Bonus Math! 3x4 = 12 and 42 : 32 results in the 16:9 proportion.

Design for Worst-Case Scenarios

It’s great when you’ve got your ideal design with perfect imagery and type that fits just right, but don’t stop there — make it a habit to also stress test your design with busy, too-bright or too-dark images to see how non-ideal elements or worst-case scenarios play out. There’s no accounting for every single image or asset that gets imported or pulled from a back end. Same goes for long text strings which may truncate awkwardly or go through a translation that exceeds your character limit (looking at you, German).

An example of the UI with busy artwork and a long title.

Consider Lean Back vs. Lean In (while on the couch)

Certain experiences within your living room create a “Lean In” experience, such as searching for a specific tv show or movie title, or playing a button-mashing, dopamine-inducing video game. A viewer will be applying more direct focus and effort while they lean in to accomplish their task. The rest of the time? Lean back.

Considering both of these will allow you to design your app appropriately to meet both types of viewer behavior. Remember that the viewer is typically 5 to 10 feet away from their television in both scenarios, and only likely adjusts their posture (and focus) when switching from Lean In to Lean Back.

Can’t Pivot if You’re Not Flexible

Viewer habits and routines always evolve. And so we have to, too. It’s on us to stay flexible so we can develop and introduce features that delight viewers and pivot our design system accordingly. We’re continually observing how our Living Room viewers interact with content — whether binge watching solo, a family night, or a social thing with friends. These scenarios inform how we design and what features we may release to our viewers.

Parting Thoughts (and a Challenge)

You made it to the end. Thank you for going down the rabbit hole of Living Room thoughts, habits and ideas for the future with me. Hopefully it inspires you and informs new concepts or approaches for the 10-ft space. Here are a few key tl;dr takeaways to share:

Design for Viewer Habits

Always consider the Living Room viewer and their weekly habits and routines. Recognize those human and environmental factors that will impact their attention span and cognitive load. Understand how “Lean In” and “Lean Back” behaviors impact your experience and create areas for both paradigms to exist.

TV is Social

Shows and movies are part of the zeitgeist.
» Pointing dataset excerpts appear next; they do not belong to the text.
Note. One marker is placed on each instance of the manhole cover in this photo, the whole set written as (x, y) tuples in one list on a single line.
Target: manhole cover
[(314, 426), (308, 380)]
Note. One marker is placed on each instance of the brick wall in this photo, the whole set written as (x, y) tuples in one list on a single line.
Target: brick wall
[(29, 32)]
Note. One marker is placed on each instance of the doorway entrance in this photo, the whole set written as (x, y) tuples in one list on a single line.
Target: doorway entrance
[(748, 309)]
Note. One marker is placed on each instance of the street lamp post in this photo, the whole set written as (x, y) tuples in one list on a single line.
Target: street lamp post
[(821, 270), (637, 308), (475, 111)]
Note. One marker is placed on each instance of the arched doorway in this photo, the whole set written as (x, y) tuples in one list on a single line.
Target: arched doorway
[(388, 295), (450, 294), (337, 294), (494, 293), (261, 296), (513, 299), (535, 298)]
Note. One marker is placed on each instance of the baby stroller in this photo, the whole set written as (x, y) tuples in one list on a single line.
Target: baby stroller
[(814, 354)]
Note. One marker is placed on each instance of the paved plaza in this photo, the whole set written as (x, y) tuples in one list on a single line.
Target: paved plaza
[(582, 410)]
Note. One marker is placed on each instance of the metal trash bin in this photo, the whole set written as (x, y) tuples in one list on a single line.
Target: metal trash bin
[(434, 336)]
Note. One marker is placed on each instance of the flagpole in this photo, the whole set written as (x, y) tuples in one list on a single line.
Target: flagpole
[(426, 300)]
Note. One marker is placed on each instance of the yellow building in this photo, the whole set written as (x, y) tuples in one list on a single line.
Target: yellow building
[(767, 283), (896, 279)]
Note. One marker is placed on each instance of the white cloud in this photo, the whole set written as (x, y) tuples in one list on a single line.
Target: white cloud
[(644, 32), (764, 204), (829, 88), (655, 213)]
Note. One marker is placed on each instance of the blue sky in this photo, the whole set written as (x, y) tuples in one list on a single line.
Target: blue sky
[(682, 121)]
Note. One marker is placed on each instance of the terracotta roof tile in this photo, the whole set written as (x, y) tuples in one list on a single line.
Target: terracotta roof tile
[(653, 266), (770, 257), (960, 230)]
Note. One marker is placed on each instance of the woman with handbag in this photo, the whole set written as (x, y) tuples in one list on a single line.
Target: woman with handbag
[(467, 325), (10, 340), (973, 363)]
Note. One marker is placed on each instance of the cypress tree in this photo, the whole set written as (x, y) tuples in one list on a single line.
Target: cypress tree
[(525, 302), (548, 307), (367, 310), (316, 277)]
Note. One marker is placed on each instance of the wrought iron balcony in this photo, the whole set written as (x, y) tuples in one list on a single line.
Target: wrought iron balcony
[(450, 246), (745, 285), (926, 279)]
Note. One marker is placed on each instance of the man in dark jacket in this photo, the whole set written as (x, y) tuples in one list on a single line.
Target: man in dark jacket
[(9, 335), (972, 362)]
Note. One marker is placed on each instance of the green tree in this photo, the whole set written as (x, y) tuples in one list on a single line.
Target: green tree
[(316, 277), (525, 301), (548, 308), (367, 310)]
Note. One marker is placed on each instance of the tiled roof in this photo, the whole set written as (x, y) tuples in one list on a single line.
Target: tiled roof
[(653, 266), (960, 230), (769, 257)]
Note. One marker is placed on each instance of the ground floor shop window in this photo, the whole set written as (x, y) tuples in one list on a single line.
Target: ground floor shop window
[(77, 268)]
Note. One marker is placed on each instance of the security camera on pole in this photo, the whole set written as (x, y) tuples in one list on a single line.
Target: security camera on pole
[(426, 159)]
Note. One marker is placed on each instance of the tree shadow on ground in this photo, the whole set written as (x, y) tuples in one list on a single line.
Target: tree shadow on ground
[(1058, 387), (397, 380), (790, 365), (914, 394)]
They bring people together, drive conversation, and impact points of view. People discuss the latest episode or how badly they want the next season to start. They watch with their friends and family, discuss the next day with their co-workers, and debate on social media. Never underestimate the power of FOMO.

Think Beyond the Living Room

Voice Control and virtual assistants are already changing the way people interact with their television. They’re also lessening our dependence on physical remote controls. How might other applications, changes in viewer behavior, and IoT everywhere change the way we interact within our living rooms?

Whatever you do, let’s agree to not make it dull; we are designing for the living room, after all.